Even though many arpeggiators sound monophonic, in the vintage days, true arpeggiation was, as far as I know, always achieved with a scanned polyphonic keyboard, such as the Jupiter 4, which I understand was the first to feature it. What comes out is sometimes monophonic but the input is polyphonic.
You would play a chord and the circuitry sends out a  pattern from all the notes that are on. 

 In modern times the best way to do that if you don't have the dedicated hardware is to send a MIDI output into some software that turns it back into MIDI or more usefully to your modular, either directly into CV or converted into CV.

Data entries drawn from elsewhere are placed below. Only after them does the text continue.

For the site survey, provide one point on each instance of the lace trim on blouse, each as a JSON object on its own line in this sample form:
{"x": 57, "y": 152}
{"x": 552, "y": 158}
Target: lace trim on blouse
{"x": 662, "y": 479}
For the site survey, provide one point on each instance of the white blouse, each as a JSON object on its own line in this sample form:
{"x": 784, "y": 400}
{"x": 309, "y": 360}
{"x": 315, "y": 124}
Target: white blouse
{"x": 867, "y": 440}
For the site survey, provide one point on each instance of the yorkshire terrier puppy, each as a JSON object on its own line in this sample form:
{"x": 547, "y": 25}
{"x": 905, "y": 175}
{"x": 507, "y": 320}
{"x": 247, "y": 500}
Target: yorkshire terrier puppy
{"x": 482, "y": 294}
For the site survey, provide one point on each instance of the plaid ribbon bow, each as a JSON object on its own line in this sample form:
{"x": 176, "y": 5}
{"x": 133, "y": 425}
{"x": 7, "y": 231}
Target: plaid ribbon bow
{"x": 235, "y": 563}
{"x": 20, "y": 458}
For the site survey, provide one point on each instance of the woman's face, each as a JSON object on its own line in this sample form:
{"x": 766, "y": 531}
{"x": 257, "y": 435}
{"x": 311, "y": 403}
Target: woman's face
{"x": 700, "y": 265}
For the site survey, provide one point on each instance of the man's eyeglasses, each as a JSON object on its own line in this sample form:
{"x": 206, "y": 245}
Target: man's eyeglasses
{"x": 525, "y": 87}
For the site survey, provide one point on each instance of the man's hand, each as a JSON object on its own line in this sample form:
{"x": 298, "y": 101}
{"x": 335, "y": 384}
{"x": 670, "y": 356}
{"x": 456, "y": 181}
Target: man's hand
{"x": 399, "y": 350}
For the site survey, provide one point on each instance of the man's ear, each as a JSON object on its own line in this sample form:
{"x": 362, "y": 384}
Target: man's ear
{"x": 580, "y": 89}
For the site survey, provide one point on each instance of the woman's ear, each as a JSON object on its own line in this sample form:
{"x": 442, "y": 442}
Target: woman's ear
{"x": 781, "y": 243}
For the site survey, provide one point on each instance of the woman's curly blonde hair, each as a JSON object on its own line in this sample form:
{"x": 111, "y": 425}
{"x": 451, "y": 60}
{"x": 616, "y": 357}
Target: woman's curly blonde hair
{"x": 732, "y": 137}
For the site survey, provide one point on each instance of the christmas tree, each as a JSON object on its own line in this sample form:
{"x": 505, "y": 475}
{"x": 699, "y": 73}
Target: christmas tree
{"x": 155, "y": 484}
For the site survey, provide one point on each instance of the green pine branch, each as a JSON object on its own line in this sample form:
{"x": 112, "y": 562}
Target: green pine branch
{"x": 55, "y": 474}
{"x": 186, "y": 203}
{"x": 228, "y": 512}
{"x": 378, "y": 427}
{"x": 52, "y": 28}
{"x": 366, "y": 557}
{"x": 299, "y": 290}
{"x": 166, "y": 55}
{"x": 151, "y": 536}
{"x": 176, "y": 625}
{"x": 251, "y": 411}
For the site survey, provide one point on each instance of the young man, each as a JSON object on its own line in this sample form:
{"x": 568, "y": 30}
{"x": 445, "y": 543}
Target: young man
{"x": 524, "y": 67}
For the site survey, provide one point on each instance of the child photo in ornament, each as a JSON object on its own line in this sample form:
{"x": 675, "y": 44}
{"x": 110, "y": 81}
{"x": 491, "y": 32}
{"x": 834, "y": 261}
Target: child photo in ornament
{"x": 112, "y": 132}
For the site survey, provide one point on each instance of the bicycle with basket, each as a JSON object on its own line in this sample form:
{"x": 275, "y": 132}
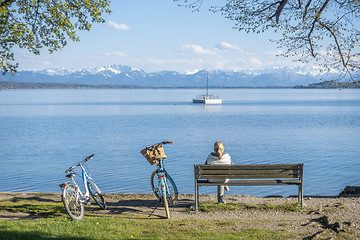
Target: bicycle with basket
{"x": 161, "y": 182}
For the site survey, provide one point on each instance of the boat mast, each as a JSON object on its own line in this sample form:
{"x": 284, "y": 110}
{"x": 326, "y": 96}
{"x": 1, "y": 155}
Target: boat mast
{"x": 207, "y": 83}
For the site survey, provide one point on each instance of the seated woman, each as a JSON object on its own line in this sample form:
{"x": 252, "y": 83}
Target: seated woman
{"x": 218, "y": 157}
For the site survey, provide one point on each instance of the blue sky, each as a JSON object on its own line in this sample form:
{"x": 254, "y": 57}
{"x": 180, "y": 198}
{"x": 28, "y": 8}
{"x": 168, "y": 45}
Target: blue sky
{"x": 159, "y": 35}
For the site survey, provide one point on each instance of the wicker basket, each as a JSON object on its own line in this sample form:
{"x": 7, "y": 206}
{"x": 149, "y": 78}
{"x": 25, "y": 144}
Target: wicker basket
{"x": 153, "y": 153}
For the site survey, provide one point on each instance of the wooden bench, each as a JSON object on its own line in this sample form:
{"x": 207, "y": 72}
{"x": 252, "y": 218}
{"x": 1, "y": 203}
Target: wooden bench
{"x": 249, "y": 175}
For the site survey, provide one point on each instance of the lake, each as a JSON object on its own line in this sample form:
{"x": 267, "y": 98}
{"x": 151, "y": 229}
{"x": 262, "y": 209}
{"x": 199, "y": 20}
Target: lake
{"x": 43, "y": 132}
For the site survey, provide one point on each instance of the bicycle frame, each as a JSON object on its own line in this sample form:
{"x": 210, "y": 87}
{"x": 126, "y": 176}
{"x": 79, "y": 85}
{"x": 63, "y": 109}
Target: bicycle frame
{"x": 86, "y": 179}
{"x": 161, "y": 172}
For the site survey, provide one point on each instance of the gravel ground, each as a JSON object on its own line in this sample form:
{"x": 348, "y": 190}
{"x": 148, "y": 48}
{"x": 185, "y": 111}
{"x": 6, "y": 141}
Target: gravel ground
{"x": 321, "y": 217}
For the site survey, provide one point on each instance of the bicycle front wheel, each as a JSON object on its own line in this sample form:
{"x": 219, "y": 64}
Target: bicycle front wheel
{"x": 99, "y": 199}
{"x": 73, "y": 206}
{"x": 172, "y": 192}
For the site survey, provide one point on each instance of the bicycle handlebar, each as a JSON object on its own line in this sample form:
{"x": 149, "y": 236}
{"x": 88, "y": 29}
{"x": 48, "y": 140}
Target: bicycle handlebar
{"x": 79, "y": 163}
{"x": 166, "y": 142}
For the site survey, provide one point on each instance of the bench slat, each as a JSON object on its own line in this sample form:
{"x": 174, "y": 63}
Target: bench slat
{"x": 247, "y": 172}
{"x": 243, "y": 176}
{"x": 251, "y": 182}
{"x": 252, "y": 166}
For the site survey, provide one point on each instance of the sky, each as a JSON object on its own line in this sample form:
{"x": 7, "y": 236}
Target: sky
{"x": 159, "y": 35}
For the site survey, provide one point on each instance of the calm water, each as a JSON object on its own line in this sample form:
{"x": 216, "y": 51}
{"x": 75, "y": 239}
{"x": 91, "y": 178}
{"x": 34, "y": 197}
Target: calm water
{"x": 43, "y": 132}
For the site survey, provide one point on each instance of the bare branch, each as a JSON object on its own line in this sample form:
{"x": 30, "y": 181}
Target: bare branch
{"x": 6, "y": 3}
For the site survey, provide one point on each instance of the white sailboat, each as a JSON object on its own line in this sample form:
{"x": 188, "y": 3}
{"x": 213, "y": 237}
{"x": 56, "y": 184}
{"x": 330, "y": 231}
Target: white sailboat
{"x": 207, "y": 99}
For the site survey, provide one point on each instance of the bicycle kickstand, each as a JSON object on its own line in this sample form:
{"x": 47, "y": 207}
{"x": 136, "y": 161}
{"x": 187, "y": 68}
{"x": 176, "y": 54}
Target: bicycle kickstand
{"x": 155, "y": 208}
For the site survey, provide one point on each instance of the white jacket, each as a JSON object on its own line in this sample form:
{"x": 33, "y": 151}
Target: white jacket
{"x": 214, "y": 160}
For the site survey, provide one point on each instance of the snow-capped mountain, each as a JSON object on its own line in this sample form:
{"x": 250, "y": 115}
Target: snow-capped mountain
{"x": 128, "y": 76}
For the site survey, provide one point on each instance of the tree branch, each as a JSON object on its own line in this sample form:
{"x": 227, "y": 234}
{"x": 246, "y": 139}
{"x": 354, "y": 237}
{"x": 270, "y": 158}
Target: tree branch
{"x": 279, "y": 10}
{"x": 313, "y": 26}
{"x": 6, "y": 3}
{"x": 306, "y": 9}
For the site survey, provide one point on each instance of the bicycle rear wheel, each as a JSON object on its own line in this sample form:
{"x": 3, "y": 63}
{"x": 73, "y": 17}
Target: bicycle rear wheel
{"x": 99, "y": 199}
{"x": 172, "y": 194}
{"x": 72, "y": 204}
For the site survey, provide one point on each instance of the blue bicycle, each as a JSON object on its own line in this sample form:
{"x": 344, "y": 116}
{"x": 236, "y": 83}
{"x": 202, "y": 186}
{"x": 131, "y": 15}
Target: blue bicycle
{"x": 72, "y": 196}
{"x": 162, "y": 183}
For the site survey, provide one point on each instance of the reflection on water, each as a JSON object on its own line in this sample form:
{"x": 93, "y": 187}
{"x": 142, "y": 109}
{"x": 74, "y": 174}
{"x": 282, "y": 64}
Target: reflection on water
{"x": 43, "y": 132}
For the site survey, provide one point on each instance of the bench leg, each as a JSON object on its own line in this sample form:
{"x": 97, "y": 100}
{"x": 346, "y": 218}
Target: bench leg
{"x": 301, "y": 196}
{"x": 196, "y": 196}
{"x": 220, "y": 193}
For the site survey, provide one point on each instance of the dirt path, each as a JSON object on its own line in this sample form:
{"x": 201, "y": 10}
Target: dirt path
{"x": 321, "y": 217}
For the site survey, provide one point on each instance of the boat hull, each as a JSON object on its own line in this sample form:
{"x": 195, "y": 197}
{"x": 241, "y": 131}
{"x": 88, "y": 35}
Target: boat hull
{"x": 208, "y": 101}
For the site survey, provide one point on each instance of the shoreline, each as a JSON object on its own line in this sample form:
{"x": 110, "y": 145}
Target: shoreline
{"x": 322, "y": 217}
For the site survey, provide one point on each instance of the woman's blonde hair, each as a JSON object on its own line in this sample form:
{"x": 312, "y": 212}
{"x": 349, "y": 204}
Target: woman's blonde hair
{"x": 219, "y": 149}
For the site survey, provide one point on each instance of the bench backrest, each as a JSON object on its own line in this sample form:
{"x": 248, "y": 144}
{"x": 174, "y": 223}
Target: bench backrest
{"x": 254, "y": 171}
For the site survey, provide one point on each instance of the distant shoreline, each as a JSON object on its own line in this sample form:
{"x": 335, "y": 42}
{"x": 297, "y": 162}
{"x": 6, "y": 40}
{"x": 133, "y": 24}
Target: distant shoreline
{"x": 34, "y": 85}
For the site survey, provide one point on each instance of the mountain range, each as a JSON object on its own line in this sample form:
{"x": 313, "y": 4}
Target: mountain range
{"x": 122, "y": 75}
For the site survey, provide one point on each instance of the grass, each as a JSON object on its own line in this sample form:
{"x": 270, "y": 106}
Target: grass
{"x": 122, "y": 228}
{"x": 211, "y": 207}
{"x": 49, "y": 221}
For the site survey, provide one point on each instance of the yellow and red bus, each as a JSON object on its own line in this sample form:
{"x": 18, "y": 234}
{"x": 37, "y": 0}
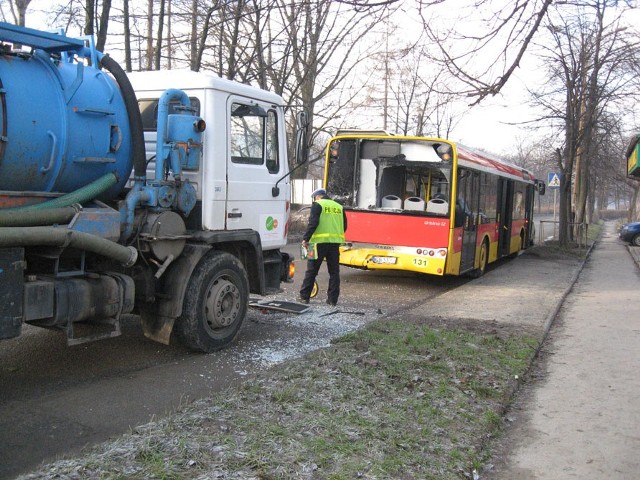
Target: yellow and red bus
{"x": 427, "y": 205}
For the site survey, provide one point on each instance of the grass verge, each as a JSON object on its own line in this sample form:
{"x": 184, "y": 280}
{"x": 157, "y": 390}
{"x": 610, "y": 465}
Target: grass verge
{"x": 392, "y": 400}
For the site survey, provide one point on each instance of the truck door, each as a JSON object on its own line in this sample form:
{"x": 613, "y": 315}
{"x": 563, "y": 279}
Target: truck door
{"x": 256, "y": 160}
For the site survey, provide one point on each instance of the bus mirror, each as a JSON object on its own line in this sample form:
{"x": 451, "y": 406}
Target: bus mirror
{"x": 444, "y": 151}
{"x": 333, "y": 151}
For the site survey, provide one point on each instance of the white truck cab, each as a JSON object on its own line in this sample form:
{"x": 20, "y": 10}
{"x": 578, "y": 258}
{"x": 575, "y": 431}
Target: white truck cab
{"x": 243, "y": 152}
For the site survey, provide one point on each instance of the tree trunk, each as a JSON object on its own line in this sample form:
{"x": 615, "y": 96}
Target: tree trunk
{"x": 158, "y": 49}
{"x": 149, "y": 34}
{"x": 103, "y": 25}
{"x": 127, "y": 36}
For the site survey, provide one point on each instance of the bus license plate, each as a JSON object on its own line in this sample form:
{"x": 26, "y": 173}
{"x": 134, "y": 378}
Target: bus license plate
{"x": 384, "y": 260}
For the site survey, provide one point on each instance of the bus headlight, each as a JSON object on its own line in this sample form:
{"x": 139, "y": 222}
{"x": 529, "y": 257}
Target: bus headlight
{"x": 384, "y": 260}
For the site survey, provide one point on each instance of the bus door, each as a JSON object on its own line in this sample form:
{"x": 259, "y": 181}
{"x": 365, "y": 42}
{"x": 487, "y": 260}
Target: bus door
{"x": 466, "y": 215}
{"x": 505, "y": 207}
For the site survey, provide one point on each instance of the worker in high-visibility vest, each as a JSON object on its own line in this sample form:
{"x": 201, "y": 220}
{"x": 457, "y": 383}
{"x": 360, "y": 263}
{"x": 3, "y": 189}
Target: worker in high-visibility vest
{"x": 326, "y": 227}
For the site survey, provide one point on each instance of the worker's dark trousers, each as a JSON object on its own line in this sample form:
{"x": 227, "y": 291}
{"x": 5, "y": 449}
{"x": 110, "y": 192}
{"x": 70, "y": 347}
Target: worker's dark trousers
{"x": 330, "y": 251}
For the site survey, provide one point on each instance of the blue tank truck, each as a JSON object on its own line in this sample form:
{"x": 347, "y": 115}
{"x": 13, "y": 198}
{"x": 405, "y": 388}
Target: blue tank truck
{"x": 169, "y": 201}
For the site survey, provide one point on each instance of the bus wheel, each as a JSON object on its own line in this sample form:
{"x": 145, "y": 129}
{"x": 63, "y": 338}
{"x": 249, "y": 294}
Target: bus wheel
{"x": 215, "y": 304}
{"x": 520, "y": 246}
{"x": 482, "y": 261}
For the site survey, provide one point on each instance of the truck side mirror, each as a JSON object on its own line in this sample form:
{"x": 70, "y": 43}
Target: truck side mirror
{"x": 302, "y": 135}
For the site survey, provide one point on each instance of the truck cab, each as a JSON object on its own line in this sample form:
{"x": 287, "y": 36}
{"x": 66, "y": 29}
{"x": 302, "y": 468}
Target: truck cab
{"x": 243, "y": 152}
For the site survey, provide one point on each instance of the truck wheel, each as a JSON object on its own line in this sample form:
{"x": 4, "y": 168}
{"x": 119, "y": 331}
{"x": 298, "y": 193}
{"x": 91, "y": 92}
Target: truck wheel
{"x": 215, "y": 303}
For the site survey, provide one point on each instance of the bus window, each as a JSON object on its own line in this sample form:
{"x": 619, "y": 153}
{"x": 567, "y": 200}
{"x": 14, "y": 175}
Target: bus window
{"x": 342, "y": 166}
{"x": 518, "y": 203}
{"x": 488, "y": 198}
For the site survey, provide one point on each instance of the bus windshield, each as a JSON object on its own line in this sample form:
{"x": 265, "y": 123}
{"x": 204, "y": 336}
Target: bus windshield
{"x": 408, "y": 175}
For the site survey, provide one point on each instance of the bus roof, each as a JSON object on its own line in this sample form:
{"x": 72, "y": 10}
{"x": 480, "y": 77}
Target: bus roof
{"x": 481, "y": 160}
{"x": 467, "y": 156}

That said, a lot of vintage recordings I used to think featured arpeggiators are actually sequencers being transposed with keyboard voltage. A good example is Vangelis' "Spiral"
From a performance standpoint it's not the same thing at all. You can arpeggiate a chord or chords and then play it live in different keys with a single key press. Sequencers like the Doepfer let you reverse and randomize, but you can't turn a major chord into say a diminished 7th chord without stopping and programming in that new chord (or using some elaborate quantitizing that still won't add extra notes to make a triad chord into say an 11th chord )

Nick

Re: arpeggiator with a-155

2011-05-07 by aletropdj

Hi nick.

thanks for the elucidation. when i was looking for a arpeggiator patch with a a-155 i dont was thinking in that obvious complexity.
i just trying to simulate a arpeggiator whit a programmable sequence of notes. 
But I learn a little more about that. Sorry too no that doepfer dont have a module like that. the arpegiator really fascination me.